熟成の第一段階では、アメリカンウイスキー樽を使用します。

その後、テキーラを3つに分け、それぞれをアモンティリャード、オロロソ、ペドロ・ヒメネスのシェリー樽で熟成。最後に再びブレンドされます。

つまり、ウルトラにはアメリカンウイスキー樽と3種類のシェリー樽、計4種類の樽由来の要素が重なっています。

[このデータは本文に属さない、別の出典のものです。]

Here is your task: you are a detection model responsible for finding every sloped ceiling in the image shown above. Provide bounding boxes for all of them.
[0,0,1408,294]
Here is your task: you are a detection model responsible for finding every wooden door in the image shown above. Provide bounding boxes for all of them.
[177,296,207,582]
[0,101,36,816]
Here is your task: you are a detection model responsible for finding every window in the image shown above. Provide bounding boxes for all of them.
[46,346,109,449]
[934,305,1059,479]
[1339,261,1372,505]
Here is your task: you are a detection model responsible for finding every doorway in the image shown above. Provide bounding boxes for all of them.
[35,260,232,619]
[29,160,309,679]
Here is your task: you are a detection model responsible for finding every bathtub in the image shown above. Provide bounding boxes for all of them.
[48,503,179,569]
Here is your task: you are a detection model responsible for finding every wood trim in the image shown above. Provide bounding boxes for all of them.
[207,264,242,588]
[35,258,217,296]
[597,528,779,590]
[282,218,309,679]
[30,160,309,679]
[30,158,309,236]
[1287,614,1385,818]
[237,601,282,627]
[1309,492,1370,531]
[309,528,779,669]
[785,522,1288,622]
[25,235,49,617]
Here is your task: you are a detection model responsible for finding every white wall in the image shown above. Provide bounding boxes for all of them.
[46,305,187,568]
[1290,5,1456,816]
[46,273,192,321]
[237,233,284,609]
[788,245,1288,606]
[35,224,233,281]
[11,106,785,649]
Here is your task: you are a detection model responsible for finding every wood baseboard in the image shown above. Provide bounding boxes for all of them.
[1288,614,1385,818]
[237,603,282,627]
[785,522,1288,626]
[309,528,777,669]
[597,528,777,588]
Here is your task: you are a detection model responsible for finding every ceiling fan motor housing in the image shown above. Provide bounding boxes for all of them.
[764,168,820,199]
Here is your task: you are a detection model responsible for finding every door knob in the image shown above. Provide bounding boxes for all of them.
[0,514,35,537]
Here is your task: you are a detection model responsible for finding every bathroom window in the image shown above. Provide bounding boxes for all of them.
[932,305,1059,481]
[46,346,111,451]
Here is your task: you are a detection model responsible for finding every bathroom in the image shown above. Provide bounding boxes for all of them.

公式のテイスティングコメントにシェリー、レーズン、熟したアプリコット、ブラウンシュガー、カカオ、オークといった香りが並ぶのも、この熟成設計と無関係ではありません。

ドライプラム、カカオ、クローブ。その先に続く長い余韻

色調は、銅色の輝きを含むブラウン。ボディはフル。

香りには、シェリー、ドライプラム、レーズン、熟したアプリコット、ブラウンシュガー、クローブ、シナモン、カカオ、そして力強いオーク。

口に含むと、ドライプラム、シナモン、カカオ、クローブに、タバコを思わせるニュアンスが重なります。余韻にはドライプラムとキャラメリゼしたクルミ。

華やかな甘さだけではなく、スパイス、カカオ、オークの重さが同居する構成です。

焼成するまで、職人にも見えないプラチナ

ウルトラを特別な存在にしているのは、テキーラだけではありません。

黒いデキャンタには、プラチナ、銀、24金が用いられています。なかでも特徴的なのが、羽根を思わせるプラチナの装飾です。

この模様は、クラセアスールの中でも熟練した職人だけが、下絵を見ながらではなく記憶を頼りに描きます

理由は、プラチナの筆跡が陶器を焼成するまで表面に現れないため。描いている最中には完成形を見ることができません。

5年間かけて熟成されるテキーラと、焼き上がるまで結果の見えない手仕事。クラセアスール ウルトラでは、液体と器の両方に「時間」が使われています。

クラセアスール ウルトラという一本

5年間の熟成。アメリカンウイスキー樽から3種類のシェリー樽へ移る構成。そして、プラチナ、銀、24金を用いた黒いデキャンタ。

ウルトラは、長期熟成のテキーラというだけではなく、熟成と工芸の双方に時間をかけるクラセアスールの考え方が、最も分かりやすく表れた一本のひとつです。